'We are buried in rain,' she says. 'It's been raining forever. I know it can't rain all the time, but we are drowning in this.'

I have been missing them; it is less painful than I would have expected, and this is what bothers me the most. I haven't spoken to my sister in a week, in two, when she calls I am busy or preoccupied with work and sound it.

How are you, how's the punklin?'
'Ah, her. You know her. She's been sick for a month almost. These rotten colds, the rain. Hannah sits up now.'

Hannah is three, no four, no five months old already. Five months.
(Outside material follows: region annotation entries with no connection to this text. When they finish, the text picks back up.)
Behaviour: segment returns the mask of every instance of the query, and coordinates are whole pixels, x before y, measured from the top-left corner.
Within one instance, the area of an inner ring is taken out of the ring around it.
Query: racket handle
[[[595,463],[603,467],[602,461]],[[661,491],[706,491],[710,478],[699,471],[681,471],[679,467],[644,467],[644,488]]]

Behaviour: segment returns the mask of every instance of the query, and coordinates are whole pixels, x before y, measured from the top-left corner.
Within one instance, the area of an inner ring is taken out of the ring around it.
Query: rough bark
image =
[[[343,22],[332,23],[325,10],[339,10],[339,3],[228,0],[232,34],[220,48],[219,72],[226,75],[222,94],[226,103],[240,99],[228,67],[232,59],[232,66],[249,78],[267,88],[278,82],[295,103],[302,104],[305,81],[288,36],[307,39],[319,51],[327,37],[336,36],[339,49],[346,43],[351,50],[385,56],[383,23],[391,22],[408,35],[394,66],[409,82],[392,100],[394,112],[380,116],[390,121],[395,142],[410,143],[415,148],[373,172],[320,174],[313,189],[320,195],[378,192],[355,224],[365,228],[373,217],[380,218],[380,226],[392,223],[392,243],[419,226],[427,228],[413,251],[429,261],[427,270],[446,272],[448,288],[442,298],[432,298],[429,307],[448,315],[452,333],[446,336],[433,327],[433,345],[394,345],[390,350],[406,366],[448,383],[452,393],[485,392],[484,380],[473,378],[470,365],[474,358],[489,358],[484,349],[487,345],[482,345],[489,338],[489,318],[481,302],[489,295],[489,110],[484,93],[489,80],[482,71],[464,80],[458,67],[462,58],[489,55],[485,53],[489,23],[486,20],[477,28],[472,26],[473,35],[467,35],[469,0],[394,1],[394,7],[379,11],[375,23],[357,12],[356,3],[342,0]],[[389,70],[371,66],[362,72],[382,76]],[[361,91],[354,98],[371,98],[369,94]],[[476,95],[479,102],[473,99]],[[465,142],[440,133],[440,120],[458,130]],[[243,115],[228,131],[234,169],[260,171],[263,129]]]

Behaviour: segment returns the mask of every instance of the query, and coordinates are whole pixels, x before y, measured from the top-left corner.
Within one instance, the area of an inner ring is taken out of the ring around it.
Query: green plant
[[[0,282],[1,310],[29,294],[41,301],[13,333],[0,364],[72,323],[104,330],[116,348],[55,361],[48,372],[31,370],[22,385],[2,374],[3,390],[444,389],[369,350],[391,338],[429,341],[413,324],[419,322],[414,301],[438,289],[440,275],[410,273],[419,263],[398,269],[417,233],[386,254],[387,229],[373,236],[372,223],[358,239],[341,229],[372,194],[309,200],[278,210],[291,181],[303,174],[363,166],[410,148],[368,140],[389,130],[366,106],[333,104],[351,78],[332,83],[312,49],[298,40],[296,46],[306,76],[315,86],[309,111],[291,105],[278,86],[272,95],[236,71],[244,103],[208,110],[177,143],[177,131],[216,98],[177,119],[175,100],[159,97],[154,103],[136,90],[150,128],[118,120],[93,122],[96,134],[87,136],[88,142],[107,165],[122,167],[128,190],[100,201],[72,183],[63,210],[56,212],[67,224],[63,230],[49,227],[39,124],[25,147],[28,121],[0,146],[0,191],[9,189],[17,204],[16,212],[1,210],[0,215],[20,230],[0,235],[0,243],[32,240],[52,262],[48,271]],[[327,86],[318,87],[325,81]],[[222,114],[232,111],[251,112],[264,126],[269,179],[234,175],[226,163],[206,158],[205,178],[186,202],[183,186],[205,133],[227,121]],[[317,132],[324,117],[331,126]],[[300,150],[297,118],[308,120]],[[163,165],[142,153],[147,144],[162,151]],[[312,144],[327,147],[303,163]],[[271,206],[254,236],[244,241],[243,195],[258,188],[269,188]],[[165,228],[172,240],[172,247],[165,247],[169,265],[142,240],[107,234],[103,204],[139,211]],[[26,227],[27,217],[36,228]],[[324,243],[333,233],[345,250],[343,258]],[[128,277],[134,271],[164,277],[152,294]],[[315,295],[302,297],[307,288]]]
Just yesterday I was counting her age in weeks, four, six, seven. And just the day after that I was out in L.A. but no, that was Christmas. Ages ago, I thought I marked it down, scratches in the earth, but the rain has been falling and washed it away, and I have forgotten too easily what it was like to have the babies living around the corner. I have forgotten (almost) how tiring two delightful daughters can be, and I miss that fatigue.

'Last night both of them puked. Poor punklin, It's her ears. Joe went in to her room and sat with her till she fell asleep'

They are both sick, apparently, but Hannah is still an infant, and rest food warmth will keep her happy. Her big sister is not the most placid of children, not angry, not wild, just a high energy toddler, and my sister's voice sounds tired.

'I held Hannah and she dropped off right away. I stayed up all night listening to the rain.'

We lose weeks like buttons, like pencils: I cannot picture Hannah crawling, I cannot hear the punklin speaking in full sentences. My sister is tired and I am lonely, and the simplest solution for both of us is across this broad continent. East Coast West Coast Blah. I miss those girls.